Через два года туда же, в клинику Отта, оставив нас с Сергеем на попечение бабушки, в ноябре сорок первого года матушка двинулась и вовсе пешком.

«Вы кого тут ищете, гражданочка?» – любезно спросили маму в знакомом вестибюле с высоченными потолками военные, одетые в белые халаты.

«Я сейчас буду рожать!» – высоким голосом с достоинством опытной матери объявила матушка.

«Только не здесь, у нас здесь, гражданочка, госпиталь, вам надо на Четырнадцатую линию…»

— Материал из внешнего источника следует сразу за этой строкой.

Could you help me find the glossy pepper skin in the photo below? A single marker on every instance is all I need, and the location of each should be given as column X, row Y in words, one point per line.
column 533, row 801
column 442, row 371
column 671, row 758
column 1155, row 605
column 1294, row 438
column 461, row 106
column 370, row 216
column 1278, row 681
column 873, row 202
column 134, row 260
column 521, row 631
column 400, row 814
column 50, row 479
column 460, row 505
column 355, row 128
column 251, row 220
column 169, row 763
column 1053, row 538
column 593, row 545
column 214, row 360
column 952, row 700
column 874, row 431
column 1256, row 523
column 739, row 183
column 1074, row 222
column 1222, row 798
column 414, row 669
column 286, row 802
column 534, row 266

«Все у вас не слава богу», – с горечью сказала мама, видимо, припомнив, как в этой лучшей клинике на свете своего второго сына, стало быть, меня, ей пришлось рожать в кровати, что и неудобно, и довольно опасно. Все ее сдержанные интеллигентные предупреждения: «Сестрица, я сейчас рожу» натыкались на суровый окрик сестрицы, не удостаивавшей матушку даже взглядом: «Мамаша, проявите сознательность, у нас сложные роды!» Лучше, если бы она эти слова адресовала мне, но я их не слышал. Итак, на помощь со стороны рассчитывать не пришлось, и ничего не оставалось делать, как самостоятельно появиться на свет. И что же? На протяжении довольно-таки длинной уже жизни я пытался не раз и не два привлечь в затруднительных обстоятельствах внимание к своей персоне, но тут же постоянно слышал о «сложных родах», которые без конца идут где-то рядом. Вот и сейчас идут сложные роды явно дебильного капитализма. Слава богу, что Борьку маме не пришлось рожать в вестибюле непревзойденной акушерской клиники, уже нанесенной на огневой планшет как цель номер 708 батарей 768-го тяжелого артиллерийского дивизиона резерва немецкого главного командования.

Подъехала машина, привезли раненых, раненых было немного, разгрузили быстро.

«О! как раз раненых привезли, мы их сейчас, родимых, быстренько раскидаем и вас подкинем…»

Едва проскочили по Большому проспекту 9-ю линию, как на углу, напротив типографии Академии наук, жахнул тяжелый снарядище. Начинался артобстрел. Опять «все не как у людей».